Baku. 21 July. REPORT.AZ/ The UN Security Council on Monday adopted a resolution endorsing a deal that placed long-term curbs on Iran's nuclear program and starts a process to remove UN sanctions against the country.
The unanimously adopted resolution will terminate all previous UN resolutions, imposing stringent sanctions that the country's leaders say have hurt its economy, once the International Atomic Energy Agency verifies that Tehran has implemented a series of nuclear-related measures.
However, it contains a "snap-back" mechanism that will reverse the lifting of sanctions during the next decade if Tehran breaches the deal it signed last week with the P5+1 group of countries -- China, France, Russia, the U.K., the U.S. and Germany.
Speaking after the vote, U.S. Ambassador to the UN Samantha Power said the deal, if implemented, "would cut off all pathways to missile material for a nuclear weapon for the Islamic Republic of Iran" and "would make the world safer and more secure".
But she added that the deal did not alleviate U.S. concerns "about human rights violations committed by the Iranian government, or about the instability Iran fuels beyond its nuclear program – from its support for terrorist proxies, to its repeated threats against Israel, to its other destabilizing activities in the region".
She said Washington would "continue to invest in the security of our allies in the region and why we will maintain our own sanctions related to Iran’s support for terrorism, its ballistic missiles program and its human rights violations".
Monday's resolution keeps in place an embargo on the import and export of conventional arms for five years and a ban on supply of ballistic missile technology for eight years.
Iran's UN Ambassador Gholamali Khoshroo told the council that the previous UN resolutions "unjustifiably placed sanctions on Iran for its efforts to exercise its rights.
"They were grounded on nothing but baseless and pure speculation and hearsay. Nobody has ever presented any proof indicating that Iran's program has been anything but peaceful", he said.
He also accused Israel of attempting to "sabotage" and "defeat" efforts to reach the deal.
"In so doing, it proves once more that it doesn't see peace in our region in its interest and considers peace as an existential threat to itself", he said.
Israel's UN envoy Ron Prosor called the agreement a "mistake", a "tragedy" and a "grave strategic error".
"When the villain is laughing, you know something is wrong", he said during a press conference following the vote.
"Friends, the villain is laughing, and his laughter echoes throughout the world. Loudly and clearly", he added.

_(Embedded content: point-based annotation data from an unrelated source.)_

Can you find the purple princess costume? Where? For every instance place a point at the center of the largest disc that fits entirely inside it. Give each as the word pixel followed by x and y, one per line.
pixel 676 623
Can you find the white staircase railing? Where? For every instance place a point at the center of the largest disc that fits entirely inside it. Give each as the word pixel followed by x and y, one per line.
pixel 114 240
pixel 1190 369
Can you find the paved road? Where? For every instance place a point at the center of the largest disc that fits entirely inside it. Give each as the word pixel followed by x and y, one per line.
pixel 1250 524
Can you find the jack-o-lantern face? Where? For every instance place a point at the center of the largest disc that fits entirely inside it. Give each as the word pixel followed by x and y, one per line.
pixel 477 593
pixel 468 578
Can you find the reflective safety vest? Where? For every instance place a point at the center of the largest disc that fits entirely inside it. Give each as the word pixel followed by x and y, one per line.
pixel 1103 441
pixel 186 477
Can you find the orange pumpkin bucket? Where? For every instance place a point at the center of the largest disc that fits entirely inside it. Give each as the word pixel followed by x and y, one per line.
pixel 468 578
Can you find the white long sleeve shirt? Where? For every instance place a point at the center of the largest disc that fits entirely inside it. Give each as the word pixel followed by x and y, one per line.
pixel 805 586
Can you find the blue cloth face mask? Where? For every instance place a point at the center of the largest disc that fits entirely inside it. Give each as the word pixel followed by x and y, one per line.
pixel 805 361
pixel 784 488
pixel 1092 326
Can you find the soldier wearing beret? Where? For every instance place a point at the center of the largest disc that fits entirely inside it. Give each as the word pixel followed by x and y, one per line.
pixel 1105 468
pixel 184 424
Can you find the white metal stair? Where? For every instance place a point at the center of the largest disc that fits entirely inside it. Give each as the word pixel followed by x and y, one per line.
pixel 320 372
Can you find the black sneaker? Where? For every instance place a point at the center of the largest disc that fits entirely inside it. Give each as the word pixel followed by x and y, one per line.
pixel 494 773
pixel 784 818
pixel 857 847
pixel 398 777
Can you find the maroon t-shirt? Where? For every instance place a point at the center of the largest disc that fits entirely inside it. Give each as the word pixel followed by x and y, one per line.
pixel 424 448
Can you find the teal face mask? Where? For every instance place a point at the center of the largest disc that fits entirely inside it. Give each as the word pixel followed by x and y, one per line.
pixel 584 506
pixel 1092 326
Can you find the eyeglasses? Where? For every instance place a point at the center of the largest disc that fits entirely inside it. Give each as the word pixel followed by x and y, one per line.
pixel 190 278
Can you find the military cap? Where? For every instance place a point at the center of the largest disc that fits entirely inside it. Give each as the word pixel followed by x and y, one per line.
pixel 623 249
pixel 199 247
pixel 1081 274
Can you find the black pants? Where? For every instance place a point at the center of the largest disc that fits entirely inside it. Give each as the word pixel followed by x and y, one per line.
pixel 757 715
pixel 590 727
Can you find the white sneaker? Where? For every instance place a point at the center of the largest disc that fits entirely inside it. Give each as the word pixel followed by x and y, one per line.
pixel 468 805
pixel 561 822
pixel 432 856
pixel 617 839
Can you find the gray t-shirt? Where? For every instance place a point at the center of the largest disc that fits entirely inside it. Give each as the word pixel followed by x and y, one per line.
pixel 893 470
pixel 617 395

The resolution's adoption in the Security Council was considered almost certain, as the council's five veto-wielding members were involved in the negotiations that led to the deal.
The agreement is expected to face its biggest challenge in the U.S. Congress, for which a 60-day period began Monday to review it before voting on whether or not to endorse it.
There is strong Republican opposition to the deal in the House and Senate, but President Barack Obama has said he will exercise his veto power if Congress rejects the proposal.
Overriding his veto would require a two-thirds majority in both houses.